Metadata	Description
axis	Label for plot axes
desc	Description of variable
fill	Fill value for bad data points
label	Label used for plots
name	Name of variable, or long_name
notes	Notes about variable
min	Maximum valid value
max	Minimum valid value
scale	Axis scale, linear or log
units	Variable units

# all metadata
dmsp.meta.data
# variable metadata
dmsp.meta['ti']
# units using standard labels
dmsp.meta['ti'].units
# units using general labels
dmsp.meta['ti', dmsp.units_label]
# update units for ti
dmsp.meta['ti'] = {'units':'new_units'}
# update display name, long_name
dmsp.meta['ti'] = {'long_name':'Fancy Name'}
# add new meta data
dmsp.meta['new'] = {dmsp.units_label:'fake',
                    dmsp.name_label:'Display'}

The string values used within metadata to identify the parameters above are all attached to the instrument object as dmsp.*_label, or dmsp.units_label, dmsp.min_label, and dmsp.notes_label, etc.

All variables must have the same metadata parameters.
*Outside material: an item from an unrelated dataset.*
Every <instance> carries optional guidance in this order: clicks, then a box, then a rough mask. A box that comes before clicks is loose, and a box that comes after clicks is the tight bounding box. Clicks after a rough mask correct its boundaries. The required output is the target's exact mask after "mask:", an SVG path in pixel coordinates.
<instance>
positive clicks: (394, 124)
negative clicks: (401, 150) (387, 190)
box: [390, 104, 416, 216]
If a new parameter is added for only one data variable, then the remaining data variables will get a null value for that metadata parameter.
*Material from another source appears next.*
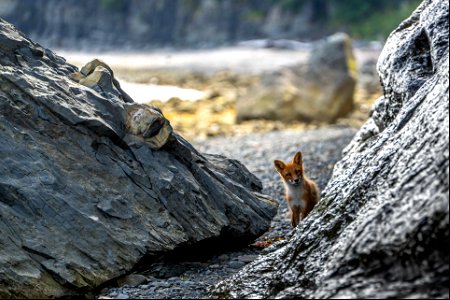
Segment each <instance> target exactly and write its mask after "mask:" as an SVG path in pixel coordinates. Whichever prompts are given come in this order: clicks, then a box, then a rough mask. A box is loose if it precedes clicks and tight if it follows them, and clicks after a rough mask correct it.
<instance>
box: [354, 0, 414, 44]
mask: <svg viewBox="0 0 450 300" xmlns="http://www.w3.org/2000/svg"><path fill="white" fill-rule="evenodd" d="M420 2H421V1H417V0H416V1H408V2H405V3H403V4H402V5H400V7H398V8H389V9H386V10H384V11H376V12H374V13H372V14H370V15H369V16H367V17H366V18H365V19H363V20H358V22H356V23H355V24H352V25H351V27H350V32H351V34H352V36H353V37H354V38H366V39H367V38H370V39H378V40H380V39H386V38H387V37H388V36H389V34H390V33H391V32H392V31H393V30H394V29H395V28H396V27H397V26H398V25H399V24H400V23H401V22H402V21H403V20H405V19H406V18H407V17H409V16H410V15H411V13H412V12H413V11H414V10H415V9H416V8H417V6H418V5H419V4H420Z"/></svg>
Data may be assigned to the instrument, with or without metadata.

# assign data alone
dmsp['new_data'] = new_data
# assign data with metadata
# the data must be keyed under 'data'
# all other dictionary inputs are presumed to be metadata
dmsp['new_data'] = {'data': new_data,
                    dmsp.units_label: new_unit,
                    'new_meta_data': new_value}
# alter assigned metadata
dmsp.meta['new_data', 'new_meta_data'] = even_newer_value

The labels used for identifying metadata may be provided by the user at Instrument instantiation and do not need to conform with what is in the file:

dmsp = pysat.Instrument(platform='dmsp', name='ivm', tag='utd', sat_id='f12',
                        clean_level='dirty', units_label='new_units')
dmsp.load(2001, 1)
dmsp.meta['ti', 'new_units']
dmsp.meta['ti', dmsp.units_label]

While this feature doesn’t require explicit support on the part of an instrument module developer, code that does not use the metadata labels may not always work when a user invokes this functionality.

pysat’s metadata object is case insensitive but case preserving. Thus, if a particular Instrument uses ‘units’ for units metadata, but a separate package that operates via pysat but uses ‘Units’ or even ‘UNITS’, the code will still function:

# the following are all equivalent
dmsp.meta['TI', 'Long_Name']
dmsp.meta['Ti', 'long_Name']
dmsp.meta['ti', 'Long_NAME']

Note

While metadata access is case-insensitive, data access is case-sensitive.